Os anos 80 foram perdidos?

Os anos 80 foram perdidos?


Muitos consideram a década de 80 do século passado, uma década perdida. Nos últimos dias, comecei a refletir se realmente perdemos tanto assim. Acho que são reflexos da proximidade dos meus 40 anos, pois tenho pensado naqueles anos, os quais vivi minha adolescência e juventude.

Acredito que perdemos muito com a nossa economia descontrolada, uma inflação galopante, desemprego nas alturas, um resquício de ditadura, mas, por sorte, moribunda. O liberalismo e conservadorismo da dupla Thatcher-Reegan, fizeram recrudescer a democracia pelo mundo. Vivemos com a tensão do episódio das Malvinas, a possibilidade de guerra nuclear, a invasão em Beirute, a ascensão dos aiatolás, guerra Irã-Iraque, o financiamento estadunidense de oposição à revolução sandinista. Claro que chorei um pouco pela derrocada do muro de Berlim, mas senti um alívio, pois nunca associei socialismo com falta de liberdade, para mim os dois não podem andar juntos.

Na cultura, tivemos perdas inestimáveis, como a de John Lenon, Bob Marley, Vinícius, Nara, Drummond, Elis, Clara, Cartola, Gonzagão, e tantos outros. Ao mesmo tempo, um rock brasileiro se firmava com o aparecimento de bandas como os Paralamas do Sucesso, Titãs, Legião, Plebe Rude, Ira, Engenheiros, Ultraje, RPM. Em outra ponta, o fortalecimento de carreiras como a de Guilherme Arantes, Leila Pinheiro, Oswaldo Montenegro, Eduardo Dusek, Alceu Valença, Emílio Santiago, enfim, o vai-e-vem das perdas e vindas, ou encontros e despedidas de Milton e Brant.

E a tragédia na Espanha? Aquela seleção foi um primor, com um meio-de-campo maravilhoso, eu vi uma nação sonhar e chorar, se desesperar por causa de um tal Rossi.
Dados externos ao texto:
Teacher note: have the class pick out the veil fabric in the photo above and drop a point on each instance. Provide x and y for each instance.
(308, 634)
Mas tivemos a geração de prata e a de ouro no vôlei, um Maracanazinho lotado para ver URSS e Brasil, Piquet e o tri-campeonato, um Flamengo formidável sob a batuta de um tal “Galinho” e, Joaquim Cruz.

Mas o que marcou muito para mim foi a campanha pelas diretas. Eu via pela televisão um mundaréu de gente, mobilizações locais e a tristeza da decisão. A morte de Tancredo também foi muito triste, mas a sua cobertura me pareceu sensacionalista. A coleta de assinatura para incluir alguns assuntos na constituinte, a minha emoção de pegar o meu título aos 17 anos e depois na campanha de Lula em 89. Me pegaram com material do companheiro fazendo boca de urna. Bons tempos de movimento estudantil. Depois foi a torcida no segundo turno e a ressaca da derrota. Essa também mexeu comigo, me pareceu a tragédia espanhola de 07 anos antes. Mas o legal, era ver as pessoas acenando com o “L”, seja nos carros ou como transeuntes e o programa eleitoral com aquele monte de artistas. Bons tempos.

Na década de 80, gostava dos filmes dos Trapalhões, do He-Man, das revistinhas da Turma da Mônica, Roque Santeiro foi um sucesso. E o Perdidos na Noite? Era bom de mais ficar até de madrugada para ver o programa. E a turma do Balão Mágico?Nesse período li a coleção de José de Alencar, vários do Machado, muitos de Jorge. Chico entregaria várias obras como os LP’s Vida (um dos que mais gosto) de 1980, Almanaque de 1982, Chico Buarque de 1984 ( com a ótima Vai Passar), Francisco de 1987 e Chico Buarque de 1989.

E as peladas na rua, jogando descalço, arrebentando a ponta do dedão? Eram três ou quatro três times, debaixo de chuva ou no sol escaldante. Período que não tinha dinheiro para nada, mas foi legal.

Acho que não foi uma década perdida. Foi uma década de descobertas, de busca da liberdade, de derrotas e perdas sentidas, de sonhos e de esperança, pois não íamos muito bem, ainda mais com o FMI no nosso encalço. Foi um período para se buscar os tempos de delicadeza como diria o poeta. E quem não cantou, “ eu só queria ter no mato, um gosto de framboesa, para correr entre os canteiros e descobrir a minha tristeza”. Só nos anos 80 mesmo, com a TV Pirata, os Smurfs e tudo que poderíamos desfrutar. Quase quebramos enquanto nação, mas nunca perdemos a esperança, nem mesmo a década.